20. Fale-me sobre a frequência com que tem tido a impressão de que tem

trabalhado demais e de que o tempo não é suficiente para dar conta de todas as

demandas.

21. Comente sobre a relação com os sistemas informatizados utilizados pelo Serviço

Social na operacionalização da assistência estudantil.

22. Fale-me sobre a sua carga horária diária de trabalho, se costuma trabalhar aos

finais de semana e/ou fora do expediente.

23. Comente sobre a relação do Serviço Social com a Chefia.

24. Fale-me sobre as competências e atribuições do assistente social na educação e

sobre quais têm sido possível desenvolver neste espaço ocupacional.

25. Comente sobre a atual configuração da assistência estudantil e sobre os

desafios que ela impõe ao trabalho profissional.

26. Fale-me sobre as suas condições objetivas de trabalho.

27. Fale-me sobre as suas condições subjetivas de trabalho.
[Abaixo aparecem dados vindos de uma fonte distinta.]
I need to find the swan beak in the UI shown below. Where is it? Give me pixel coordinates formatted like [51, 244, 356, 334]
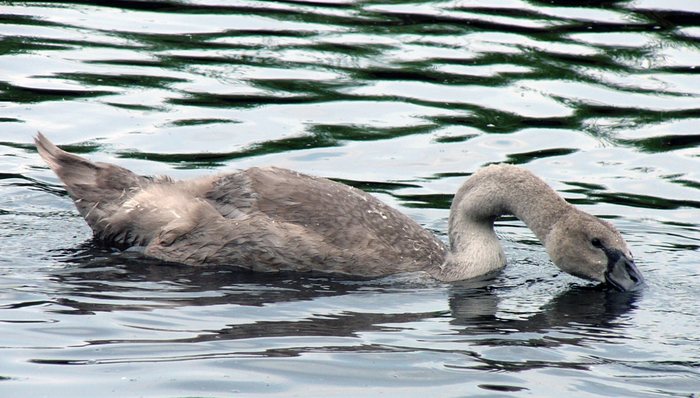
[605, 250, 644, 292]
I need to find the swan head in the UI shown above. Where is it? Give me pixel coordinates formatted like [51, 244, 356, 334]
[545, 209, 644, 291]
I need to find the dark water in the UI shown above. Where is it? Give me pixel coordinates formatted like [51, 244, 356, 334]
[0, 0, 700, 397]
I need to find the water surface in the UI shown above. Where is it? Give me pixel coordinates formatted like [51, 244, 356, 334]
[0, 0, 700, 397]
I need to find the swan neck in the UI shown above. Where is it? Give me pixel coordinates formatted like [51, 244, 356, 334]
[437, 165, 570, 280]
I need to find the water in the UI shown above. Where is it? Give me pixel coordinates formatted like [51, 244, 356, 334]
[0, 0, 700, 397]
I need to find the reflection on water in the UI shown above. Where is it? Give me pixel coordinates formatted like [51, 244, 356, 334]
[0, 0, 700, 397]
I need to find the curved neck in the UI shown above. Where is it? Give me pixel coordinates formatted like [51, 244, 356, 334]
[431, 165, 571, 281]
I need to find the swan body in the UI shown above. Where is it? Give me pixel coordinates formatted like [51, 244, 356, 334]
[35, 133, 643, 290]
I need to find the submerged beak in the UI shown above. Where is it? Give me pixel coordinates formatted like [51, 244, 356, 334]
[605, 250, 644, 292]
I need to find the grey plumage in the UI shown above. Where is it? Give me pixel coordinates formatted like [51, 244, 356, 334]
[35, 134, 642, 290]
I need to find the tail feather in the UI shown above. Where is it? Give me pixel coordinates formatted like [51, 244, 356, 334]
[34, 133, 151, 240]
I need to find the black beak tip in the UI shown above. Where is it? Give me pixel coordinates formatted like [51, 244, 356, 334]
[605, 257, 645, 292]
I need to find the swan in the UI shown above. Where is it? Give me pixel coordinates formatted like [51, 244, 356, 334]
[34, 133, 644, 291]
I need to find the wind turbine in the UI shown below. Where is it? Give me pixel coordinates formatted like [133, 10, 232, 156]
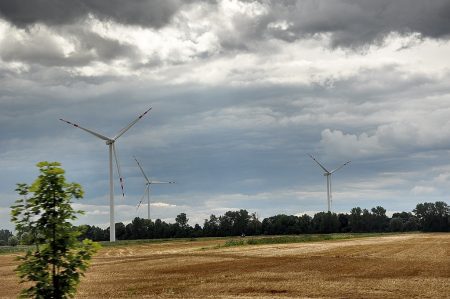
[308, 154, 351, 212]
[59, 107, 152, 242]
[134, 157, 175, 220]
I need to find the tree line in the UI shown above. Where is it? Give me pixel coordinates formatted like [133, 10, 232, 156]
[0, 201, 450, 245]
[75, 201, 450, 241]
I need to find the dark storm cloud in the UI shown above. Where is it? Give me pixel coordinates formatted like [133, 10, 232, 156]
[0, 0, 181, 27]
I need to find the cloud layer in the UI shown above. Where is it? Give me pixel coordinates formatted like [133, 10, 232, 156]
[0, 0, 450, 227]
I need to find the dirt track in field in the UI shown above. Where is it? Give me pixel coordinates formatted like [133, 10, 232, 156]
[0, 234, 450, 298]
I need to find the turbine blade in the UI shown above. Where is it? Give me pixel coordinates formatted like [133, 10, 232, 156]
[136, 184, 148, 211]
[330, 161, 351, 173]
[149, 181, 175, 184]
[112, 143, 125, 198]
[59, 118, 111, 141]
[308, 154, 330, 173]
[113, 107, 152, 140]
[133, 156, 150, 184]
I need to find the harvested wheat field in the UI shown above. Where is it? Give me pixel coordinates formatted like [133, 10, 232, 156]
[0, 233, 450, 298]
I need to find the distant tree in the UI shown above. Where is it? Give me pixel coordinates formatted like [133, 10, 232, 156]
[203, 214, 220, 237]
[175, 213, 189, 228]
[11, 162, 98, 298]
[0, 229, 13, 242]
[338, 213, 351, 233]
[312, 212, 340, 234]
[413, 201, 450, 231]
[245, 213, 262, 236]
[389, 217, 403, 232]
[115, 222, 127, 240]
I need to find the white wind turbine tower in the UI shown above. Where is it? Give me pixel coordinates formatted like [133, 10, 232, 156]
[308, 154, 351, 212]
[59, 107, 152, 242]
[134, 157, 175, 220]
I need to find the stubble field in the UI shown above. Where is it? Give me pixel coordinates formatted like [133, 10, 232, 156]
[0, 233, 450, 298]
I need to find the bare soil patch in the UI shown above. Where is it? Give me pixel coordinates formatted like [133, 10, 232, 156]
[0, 233, 450, 298]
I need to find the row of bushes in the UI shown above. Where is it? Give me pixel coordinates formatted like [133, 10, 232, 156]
[5, 201, 450, 245]
[75, 202, 450, 241]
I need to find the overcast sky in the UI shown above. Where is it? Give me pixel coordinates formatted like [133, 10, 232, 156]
[0, 0, 450, 229]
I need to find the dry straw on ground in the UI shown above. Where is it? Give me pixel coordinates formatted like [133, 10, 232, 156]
[0, 233, 450, 298]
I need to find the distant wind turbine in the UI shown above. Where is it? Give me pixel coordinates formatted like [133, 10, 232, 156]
[134, 157, 175, 220]
[59, 107, 152, 242]
[308, 154, 351, 212]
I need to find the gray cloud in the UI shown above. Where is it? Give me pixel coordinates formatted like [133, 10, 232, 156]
[0, 0, 181, 28]
[214, 0, 450, 48]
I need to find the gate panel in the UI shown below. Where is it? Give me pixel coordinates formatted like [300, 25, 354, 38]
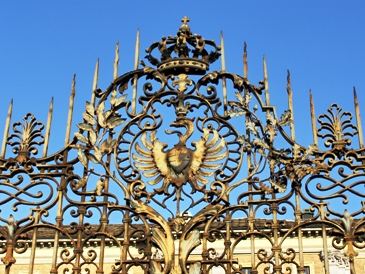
[0, 17, 365, 274]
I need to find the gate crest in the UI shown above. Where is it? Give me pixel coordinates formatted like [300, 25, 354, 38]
[0, 17, 365, 274]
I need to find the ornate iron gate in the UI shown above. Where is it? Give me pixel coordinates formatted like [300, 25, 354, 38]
[0, 17, 365, 274]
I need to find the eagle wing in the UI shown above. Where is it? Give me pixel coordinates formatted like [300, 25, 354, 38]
[132, 131, 169, 185]
[190, 128, 228, 185]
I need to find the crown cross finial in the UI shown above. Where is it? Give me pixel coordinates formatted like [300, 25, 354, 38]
[181, 15, 190, 25]
[145, 16, 221, 75]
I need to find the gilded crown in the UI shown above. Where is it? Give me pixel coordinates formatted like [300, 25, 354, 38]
[145, 16, 221, 74]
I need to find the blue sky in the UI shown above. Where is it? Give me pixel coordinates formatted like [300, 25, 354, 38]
[0, 0, 365, 150]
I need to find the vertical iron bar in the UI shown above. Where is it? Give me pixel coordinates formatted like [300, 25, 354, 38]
[132, 29, 139, 114]
[220, 31, 227, 115]
[90, 58, 99, 106]
[354, 87, 364, 148]
[43, 97, 53, 157]
[28, 207, 41, 273]
[1, 99, 13, 158]
[264, 56, 270, 106]
[65, 74, 76, 146]
[295, 186, 304, 274]
[113, 41, 119, 81]
[286, 70, 295, 141]
[319, 201, 330, 274]
[243, 42, 248, 79]
[309, 90, 318, 146]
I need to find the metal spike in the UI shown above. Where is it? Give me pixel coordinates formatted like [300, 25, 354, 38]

28. Fale-me sobre a sensação de cobrança de produtividade em seu trabalho.

29. Comente sobre a existência de precarização em seu trabalho.

30. Fale-me sobre as estratégias que têm sido pensadas e formuladas pelo Serviço

Social no enfrentamento a essa realidade.

30.1. Comente sobre como os assistentes sociais têm se organizado e resistido

à precarização do trabalho neste espaço ocupacional.

31. Comente sobre a forma pela qual a legislação profissional pode contribuir na

resistência à precarização.

32. Gostaria de acrescentar algo sobre o qual não conversamos?